Under Terminus-KIRA, GPT-5.2 climbs from 30% → 60% on SARA-Numeric, Claude Sonnet 4.5 from 36% → 54%, and GPT-5.1 picks up another 15 points while staying saturated near 0.86 on Airline. The harness turns latent statute-reading ability into delivered accuracy.

Open-source models fail under the same harness

The same scaffold hurts weaker models. On SARA-Numeric, Qwen3.5-35B drops 34% → 11% and Qwen3.5-122B 37% → 20%. On Airline, every open-source model collapses to near-zero once placed in Terminus-2 or KIRA.

Token cost explodes for weaker models

Under Terminus-2, Qwen3.5-122B averages 401k tokens per trial and Qwen3-235B 303k — roughly 4× what frontier models consume. Extra turns inflate already-shaky reasoning into longer, more confident wrong answers.

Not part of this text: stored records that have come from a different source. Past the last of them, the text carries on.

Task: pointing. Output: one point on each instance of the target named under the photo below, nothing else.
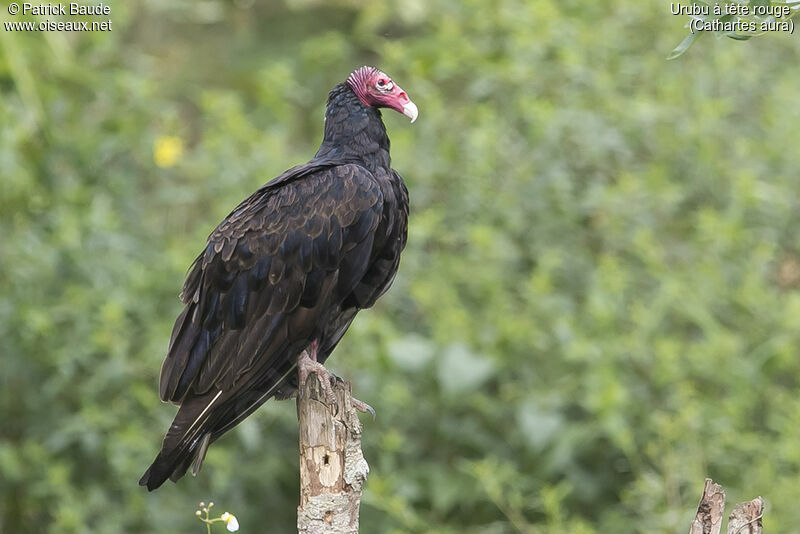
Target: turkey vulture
(283, 276)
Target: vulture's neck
(354, 133)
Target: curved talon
(306, 366)
(363, 407)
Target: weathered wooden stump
(745, 518)
(332, 467)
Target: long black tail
(202, 420)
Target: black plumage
(290, 266)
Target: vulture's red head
(375, 89)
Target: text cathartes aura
(283, 276)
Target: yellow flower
(167, 150)
(230, 522)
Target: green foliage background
(598, 306)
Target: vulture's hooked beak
(410, 110)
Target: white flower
(230, 522)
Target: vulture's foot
(307, 364)
(363, 407)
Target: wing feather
(267, 259)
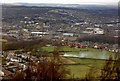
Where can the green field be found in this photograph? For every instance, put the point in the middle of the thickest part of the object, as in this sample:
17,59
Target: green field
79,67
80,70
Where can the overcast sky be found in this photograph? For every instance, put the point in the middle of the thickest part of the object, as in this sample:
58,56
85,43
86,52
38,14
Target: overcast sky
63,1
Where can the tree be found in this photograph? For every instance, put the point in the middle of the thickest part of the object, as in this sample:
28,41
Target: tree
45,70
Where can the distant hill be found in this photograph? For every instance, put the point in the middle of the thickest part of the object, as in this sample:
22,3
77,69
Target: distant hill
80,6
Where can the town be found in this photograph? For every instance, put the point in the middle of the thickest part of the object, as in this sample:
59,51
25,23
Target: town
72,28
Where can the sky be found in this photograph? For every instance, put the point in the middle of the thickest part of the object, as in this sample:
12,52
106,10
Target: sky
63,1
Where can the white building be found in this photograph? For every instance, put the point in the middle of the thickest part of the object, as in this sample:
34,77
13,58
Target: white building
93,31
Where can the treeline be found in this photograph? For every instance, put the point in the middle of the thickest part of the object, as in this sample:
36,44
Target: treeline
26,45
100,39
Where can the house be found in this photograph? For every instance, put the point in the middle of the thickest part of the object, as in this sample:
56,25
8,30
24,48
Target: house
93,31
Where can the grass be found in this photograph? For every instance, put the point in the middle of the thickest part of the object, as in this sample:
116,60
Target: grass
80,70
79,67
77,71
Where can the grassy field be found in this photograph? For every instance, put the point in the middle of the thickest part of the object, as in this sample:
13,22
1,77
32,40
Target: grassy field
84,66
79,67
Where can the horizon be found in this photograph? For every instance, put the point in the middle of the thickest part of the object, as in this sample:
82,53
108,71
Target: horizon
84,2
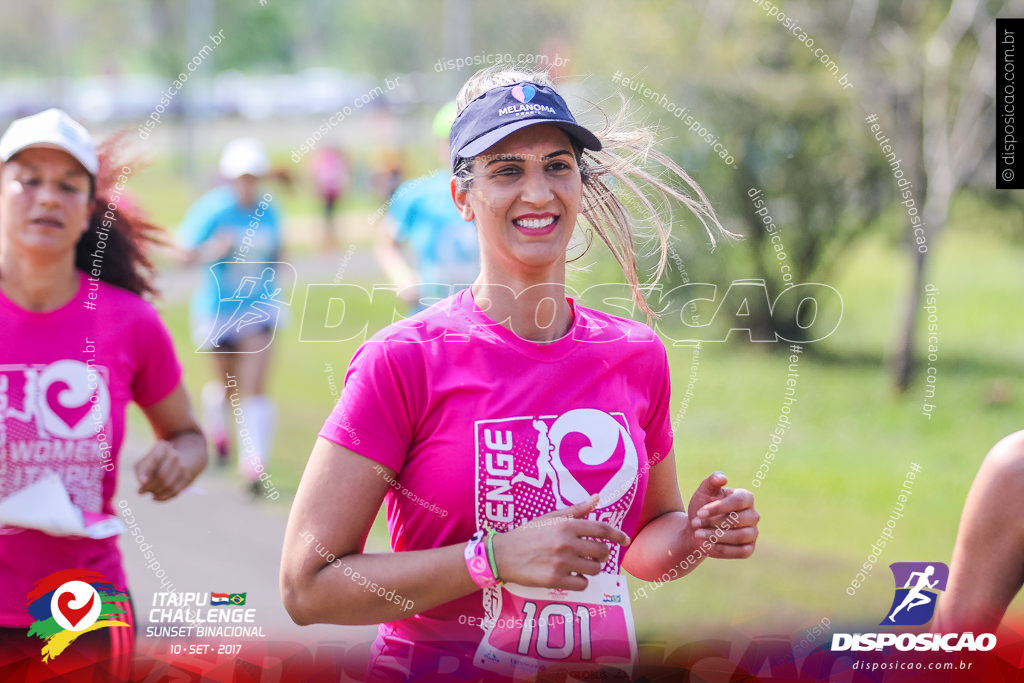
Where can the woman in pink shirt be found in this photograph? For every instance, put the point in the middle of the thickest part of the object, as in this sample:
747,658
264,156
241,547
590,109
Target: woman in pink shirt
522,442
77,343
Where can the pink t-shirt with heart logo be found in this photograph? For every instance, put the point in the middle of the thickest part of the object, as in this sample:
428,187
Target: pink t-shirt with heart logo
484,428
66,379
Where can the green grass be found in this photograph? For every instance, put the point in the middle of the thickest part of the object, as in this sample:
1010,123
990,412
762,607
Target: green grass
841,464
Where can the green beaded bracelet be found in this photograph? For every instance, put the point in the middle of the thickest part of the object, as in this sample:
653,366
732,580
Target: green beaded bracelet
491,555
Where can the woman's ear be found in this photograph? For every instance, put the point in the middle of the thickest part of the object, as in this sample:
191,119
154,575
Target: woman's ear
461,199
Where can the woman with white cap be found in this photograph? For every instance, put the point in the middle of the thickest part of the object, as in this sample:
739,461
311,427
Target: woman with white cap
78,342
235,231
522,442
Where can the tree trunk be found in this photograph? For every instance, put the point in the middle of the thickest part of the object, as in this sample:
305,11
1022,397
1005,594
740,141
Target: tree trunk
904,360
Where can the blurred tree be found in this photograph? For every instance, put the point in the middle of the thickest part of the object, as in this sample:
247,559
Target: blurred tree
939,114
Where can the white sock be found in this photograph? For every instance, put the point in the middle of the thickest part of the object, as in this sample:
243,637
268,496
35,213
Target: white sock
254,446
212,399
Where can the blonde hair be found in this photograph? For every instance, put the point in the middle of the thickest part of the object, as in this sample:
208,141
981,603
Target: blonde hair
626,155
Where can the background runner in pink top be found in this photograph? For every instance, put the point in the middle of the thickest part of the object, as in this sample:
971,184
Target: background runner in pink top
49,420
449,398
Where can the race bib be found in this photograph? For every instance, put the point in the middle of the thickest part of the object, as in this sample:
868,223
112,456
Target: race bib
532,629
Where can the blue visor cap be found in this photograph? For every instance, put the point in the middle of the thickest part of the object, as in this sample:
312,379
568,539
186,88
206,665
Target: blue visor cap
502,111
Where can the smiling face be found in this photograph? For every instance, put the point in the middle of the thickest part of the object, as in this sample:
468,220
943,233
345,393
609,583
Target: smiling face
524,199
44,203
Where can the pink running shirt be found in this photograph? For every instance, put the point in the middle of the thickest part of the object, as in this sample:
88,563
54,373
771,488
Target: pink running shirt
58,415
487,429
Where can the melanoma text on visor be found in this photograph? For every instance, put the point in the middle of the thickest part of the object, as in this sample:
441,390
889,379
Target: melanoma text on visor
524,109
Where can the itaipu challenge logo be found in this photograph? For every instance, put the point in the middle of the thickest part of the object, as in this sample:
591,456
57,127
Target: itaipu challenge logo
72,602
913,604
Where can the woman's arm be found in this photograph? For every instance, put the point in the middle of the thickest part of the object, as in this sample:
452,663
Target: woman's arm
987,568
179,454
722,522
335,507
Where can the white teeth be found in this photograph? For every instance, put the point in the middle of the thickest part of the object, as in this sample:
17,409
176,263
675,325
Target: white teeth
535,223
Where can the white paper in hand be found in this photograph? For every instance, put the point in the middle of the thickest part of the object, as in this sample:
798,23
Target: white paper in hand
44,505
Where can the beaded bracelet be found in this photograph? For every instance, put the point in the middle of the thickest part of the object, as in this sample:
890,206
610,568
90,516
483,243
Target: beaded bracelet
491,555
476,560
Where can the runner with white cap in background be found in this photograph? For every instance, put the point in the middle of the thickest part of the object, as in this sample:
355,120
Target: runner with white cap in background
78,343
235,232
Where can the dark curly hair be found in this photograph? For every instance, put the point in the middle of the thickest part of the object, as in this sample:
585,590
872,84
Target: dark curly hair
119,238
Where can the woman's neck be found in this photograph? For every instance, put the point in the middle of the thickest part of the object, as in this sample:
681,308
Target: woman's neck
38,286
537,311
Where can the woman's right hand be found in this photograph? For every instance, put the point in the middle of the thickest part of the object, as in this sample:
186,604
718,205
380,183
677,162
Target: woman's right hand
557,549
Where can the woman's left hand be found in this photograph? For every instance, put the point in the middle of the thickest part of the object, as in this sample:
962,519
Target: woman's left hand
164,471
723,518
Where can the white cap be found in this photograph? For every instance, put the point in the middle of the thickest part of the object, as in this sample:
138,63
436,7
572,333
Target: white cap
52,128
245,156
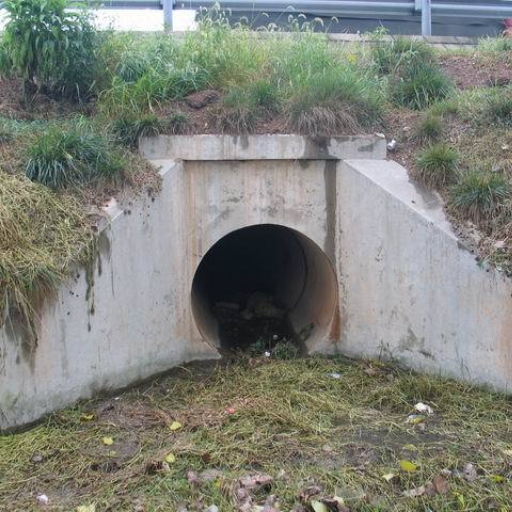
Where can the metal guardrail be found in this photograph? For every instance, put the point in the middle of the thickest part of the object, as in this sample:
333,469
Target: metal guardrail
497,9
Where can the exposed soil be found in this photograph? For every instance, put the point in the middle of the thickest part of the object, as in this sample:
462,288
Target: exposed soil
468,71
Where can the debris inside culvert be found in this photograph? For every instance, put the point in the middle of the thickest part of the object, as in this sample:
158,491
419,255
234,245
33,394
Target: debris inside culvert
256,323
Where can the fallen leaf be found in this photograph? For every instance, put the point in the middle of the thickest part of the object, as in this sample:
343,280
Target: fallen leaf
255,481
170,458
42,500
408,466
423,408
210,475
415,493
440,484
175,425
192,478
469,472
86,508
318,506
157,466
414,419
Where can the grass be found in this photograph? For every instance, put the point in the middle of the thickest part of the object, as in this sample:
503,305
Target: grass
430,128
128,129
480,195
419,87
437,165
498,107
62,157
290,419
333,101
41,234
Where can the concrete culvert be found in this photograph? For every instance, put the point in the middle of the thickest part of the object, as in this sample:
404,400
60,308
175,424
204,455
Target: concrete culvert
262,285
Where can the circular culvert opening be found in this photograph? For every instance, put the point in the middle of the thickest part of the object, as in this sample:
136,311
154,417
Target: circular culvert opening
262,285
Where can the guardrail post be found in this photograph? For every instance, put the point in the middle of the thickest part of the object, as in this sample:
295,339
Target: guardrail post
168,5
426,18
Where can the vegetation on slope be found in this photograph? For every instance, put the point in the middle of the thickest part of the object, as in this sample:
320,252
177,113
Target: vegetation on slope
90,95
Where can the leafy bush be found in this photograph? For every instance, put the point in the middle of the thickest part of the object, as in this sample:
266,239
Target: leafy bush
430,128
60,158
480,195
336,100
437,165
49,47
419,87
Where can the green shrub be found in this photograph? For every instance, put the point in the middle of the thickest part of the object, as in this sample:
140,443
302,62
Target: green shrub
437,165
128,130
430,128
390,57
336,100
480,195
60,158
419,87
50,48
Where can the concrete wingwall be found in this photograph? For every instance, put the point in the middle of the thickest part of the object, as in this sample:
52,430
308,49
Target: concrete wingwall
407,288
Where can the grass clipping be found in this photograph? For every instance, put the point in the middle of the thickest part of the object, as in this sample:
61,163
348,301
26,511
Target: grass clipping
41,233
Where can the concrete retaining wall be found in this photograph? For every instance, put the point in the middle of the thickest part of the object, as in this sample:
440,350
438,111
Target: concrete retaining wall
408,289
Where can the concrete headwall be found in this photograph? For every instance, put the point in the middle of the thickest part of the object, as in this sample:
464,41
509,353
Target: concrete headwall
407,288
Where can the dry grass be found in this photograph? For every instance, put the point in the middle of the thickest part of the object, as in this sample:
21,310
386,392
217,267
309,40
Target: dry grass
291,420
40,235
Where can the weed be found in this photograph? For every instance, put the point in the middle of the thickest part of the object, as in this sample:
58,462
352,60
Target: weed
449,106
238,112
390,57
419,87
41,233
430,128
265,95
175,123
480,196
285,350
498,108
334,101
495,44
437,165
128,130
60,158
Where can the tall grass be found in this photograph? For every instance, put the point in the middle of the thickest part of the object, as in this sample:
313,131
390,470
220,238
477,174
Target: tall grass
41,233
60,158
480,196
336,100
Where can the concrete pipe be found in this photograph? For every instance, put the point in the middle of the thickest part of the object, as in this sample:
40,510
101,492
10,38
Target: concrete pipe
264,284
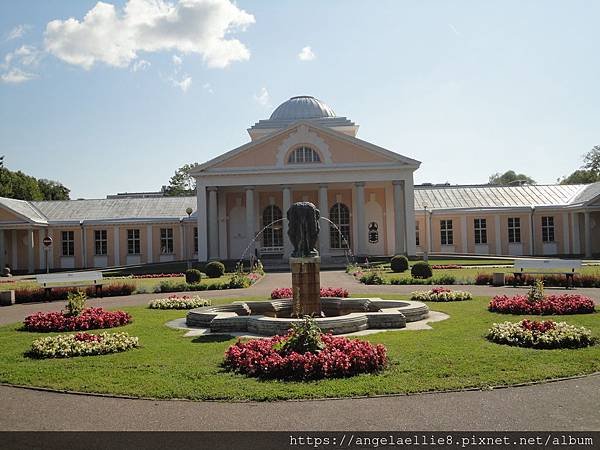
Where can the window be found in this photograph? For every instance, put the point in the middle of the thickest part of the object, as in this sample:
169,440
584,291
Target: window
133,242
548,229
417,240
273,232
303,155
339,214
480,231
446,232
166,241
514,230
68,243
100,242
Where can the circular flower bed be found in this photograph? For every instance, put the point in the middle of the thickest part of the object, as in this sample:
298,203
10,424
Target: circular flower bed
440,294
89,319
537,334
551,304
82,344
305,354
178,302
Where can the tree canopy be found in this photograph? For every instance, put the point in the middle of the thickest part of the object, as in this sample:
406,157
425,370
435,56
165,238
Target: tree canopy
21,186
510,178
182,184
589,172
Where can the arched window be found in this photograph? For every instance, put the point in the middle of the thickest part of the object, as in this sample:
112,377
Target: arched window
340,215
273,234
303,155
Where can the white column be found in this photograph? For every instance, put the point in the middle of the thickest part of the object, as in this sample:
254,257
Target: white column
2,251
576,238
223,236
463,234
399,220
213,224
202,223
149,245
360,220
116,249
30,252
324,244
566,246
588,234
498,232
250,219
287,203
409,213
14,250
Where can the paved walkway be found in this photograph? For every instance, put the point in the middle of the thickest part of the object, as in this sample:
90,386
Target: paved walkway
561,405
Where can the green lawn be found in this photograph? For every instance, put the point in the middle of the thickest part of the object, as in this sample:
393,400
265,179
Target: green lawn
143,284
453,355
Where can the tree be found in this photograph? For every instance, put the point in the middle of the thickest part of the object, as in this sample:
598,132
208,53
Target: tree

Harnesses amplify capability, not judgment

For capable models the harness enables self-directed retrieval and error recovery, as the Mismanaged Geniuses Hypothesis predicts. For weaker models it is a confidence amplifier: interactive access with tools, but not the judgment to use them well.

Harness Comparison

Legend: Direct Solving, Terminus-2, Terminus-KIRA.

SARA-Numeric (accuracy)

Airline (accuracy)

SARA-Binary (macro-F1)

USCIS-AAO (macro-F1)

Figure 2. Direct Solving vs. Terminus-2 vs. Terminus-KIRA across nine models on the four hard DeonticBench tasks. Each task is allotted a 10-minute budget; trials that exceed the budget, fail to parse, or raise harness runtime errors are counted as incorrect. Agentic harnesses lift frontier models but degrade open-source models, most severely on the numerical tasks.

Token Usage

Figure 3. Average tokens consumed per trial under Direct Solving, Terminus-2, and Terminus-KIRA. Agentic harnesses append each action's output to the next iteration's input, so weaker open-source models spend far more tokens — up to roughly 4× the frontier — without a matching accuracy gain.

Detailed Results

		Accuracy		Macro F1
Model	Harness	SARA-Num	Airline	SARA-Bin	USCIS-AAO
Qwen3-Coder-480B	direct	0.249	0.021	0.591	0.338
	codex	0.086	0.000	0.598	0.427
	terminus-2	0.143	0.000	0.793	0.408
	terminus-kira	0.143	0.013	0.766	0.378
	claude-code	0.343	0.050	0.800	0.505
Qwen3.5-122B	direct	0.370	0.150	0.753	0.780
	codex	0.229	0.013	0.799	0.775
	terminus-2	0.200	0.038	0.800	0.603
	terminus-kira	0.200	0.050	0.823	0.764
	claude-code	0.286	0.113	0.793	0.730
Qwen3.5-35B	direct	0.340	0.137	0.740	0.477
	terminus-2	0.229	0.013	0.833	0.607
	terminus-kira	0.114	0.013	0.829	0.718
	claude-code	0.371	0.088	0.833	0.603
Qwen3.5-397B	direct	0.528	0.192	0.782	0.727
	terminus-2	0.286	0.013	0.833	0.708
	terminus-kira	0.771	0.000	0.906	0.778
	claude-code	0.514	0.100	0.889	0.643
Qwen3-235B	direct	0.321	0.128	0.665	0.531
	codex	0.114	0.000	0.721	0.509
	terminus-2	0.171	0.013	0.598	0.689
	terminus-kira	0.286	0.038	0.665	0.668
Kimi-K2	direct	0.084	0.090	0.684	0.518
	codex	0.200	0.000	0.733	0.553
	terminus-2	0.114	0.000	0.593	0.533
	terminus-kira	0.229	0.050	0.885	0.668
GPT-5.2	direct	0.303	0.025	0.597	0.779
	codex	0.343	0.000	0.464	0.819
	terminus-2	0.514	0.188	0.531	0.781
	terminus-kira	0.600	0.363	0.569	0.713

Codex CLI, Terminus-2, Terminus-KIRA, and Claude Code harnesses on DeonticBench (Appendix Table 1). Accuracy columns report exact-match accuracy; Macro F1 columns report macro-averaged F1. The best score per (model, metric) row group is bolded.